Thursday, February 19, 2009

Pieces of my Playground...

Recesses with my forehead against the concrete wall near my class, and my hands on my head. Time out they would call it. I spent enough of my fifteen minute recesses against this wall, at some point teachers gave up on supervision and attended to better and bigger things. It was in these moments that my classmates would all gather around seeping into the normally-dreaded corner, and filling it with sounds of laughter. Scraping pieces of tanbark against the ground making stars and circles, I’d promise them that tomorrow I’d behave and we’d be in the sandpit instead of on the dark concrete next to the room we just came out of.
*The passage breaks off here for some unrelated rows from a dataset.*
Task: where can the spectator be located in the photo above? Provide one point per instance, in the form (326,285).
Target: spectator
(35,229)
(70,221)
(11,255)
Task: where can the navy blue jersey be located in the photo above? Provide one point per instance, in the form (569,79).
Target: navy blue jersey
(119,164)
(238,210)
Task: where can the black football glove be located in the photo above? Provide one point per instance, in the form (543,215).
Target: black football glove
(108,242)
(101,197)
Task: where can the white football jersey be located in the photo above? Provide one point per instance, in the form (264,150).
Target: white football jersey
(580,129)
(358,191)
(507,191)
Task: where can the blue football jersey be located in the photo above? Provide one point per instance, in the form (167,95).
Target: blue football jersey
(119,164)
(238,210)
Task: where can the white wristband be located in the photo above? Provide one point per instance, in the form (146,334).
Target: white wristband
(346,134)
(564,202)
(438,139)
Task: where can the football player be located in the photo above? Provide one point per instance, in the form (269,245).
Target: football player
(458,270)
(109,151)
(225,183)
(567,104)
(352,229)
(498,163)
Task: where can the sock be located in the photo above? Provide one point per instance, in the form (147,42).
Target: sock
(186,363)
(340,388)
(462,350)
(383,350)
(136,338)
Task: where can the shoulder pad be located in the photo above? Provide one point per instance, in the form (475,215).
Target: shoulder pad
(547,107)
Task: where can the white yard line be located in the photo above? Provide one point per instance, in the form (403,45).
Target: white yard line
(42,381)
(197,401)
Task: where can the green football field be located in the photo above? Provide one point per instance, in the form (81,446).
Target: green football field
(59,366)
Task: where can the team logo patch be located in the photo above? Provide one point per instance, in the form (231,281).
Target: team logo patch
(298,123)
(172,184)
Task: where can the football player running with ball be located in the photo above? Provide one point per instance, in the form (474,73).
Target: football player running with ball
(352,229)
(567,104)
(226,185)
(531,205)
Shaka put Laila’s eraser into his mouth during recess and left it wet and slimy on her desk for when she came back. We decided that a decent punishment would be to go to a far off corner of our elementary school playground and dig a hole, deep like a well, fill it up with muddy water, cover the top with sticks and leaves and call him over with some excuse, watch him stand and fall in and then tell him that he should never put a girl's eraser into his mouth again. We never finished it. In fact, before we were able to avenge Laila’s eraser, all our feet had fallen into the mud hold at least once. Our deep avenging powerful well was left at a small dent in the ground.

Lunch times consisted of all of us making a massive circle, one of us standing in the center turning round and round. Cut the cake, cut the cake, lay the pieces nice and straight. From kindergarteners to fifth graders—all forty of us singing in perfect unison. Chasing each other round and round and round the circle till we tired.

I’d sit in the sand pit, and stretch out my hand, and, just as I promised, would let her practice her henna patterns. Only I never had the patience to hold my hand in empty space for much longer than five minutes. There’s too much to attend to in a playground…

…especially when you’re trying to find a way to get into the older grades’ secret clubhouses. Their clubhouse was built under the only tree. Their clubhouse with spare tires (ruins from our inner city surroundings) as walls, spare pieces of wood as tiles, and a nail against a tree for a framed picture.

Kickball, States, Hopscotch, Clap games.

These are my playground memories.

And now I’m twenty, and our schools no longer have playgrounds.

Twenty where the schedule doesn’t carve out a fifteen minute block in your day, commanding you to play, where no one sees a piece of chalk against a blackboard and thinks to grab it and draw out a large hopscotch grid against the cement, where you can no longer dig through the mud with high aspirations of playful revenge.

And yet, I’ve managed to keep my playground. I keep it, with its spare tires, cement, and sand. I keep it all, with its hopscotch, and mud and kickball fields in my head. It’s perfectly intact. It’s quite a fun place only I’m the only one throwing stones against my boxes, and my balls only bounce as they leave my fingertips, and the cement corners are only filled with my laughter.

So here I am extracting my clubhouse from the corners and boxes of my mind, and extending a hand. Asking you to bounce me the ball back. Hold my hand and make a circle. Run around as we call states. Kick the ball when it comes your way. Chase me to the swings. Draw henna on my hand. Spit on my eraser. Keep me out of the secret clubhouse. Send me off to corners.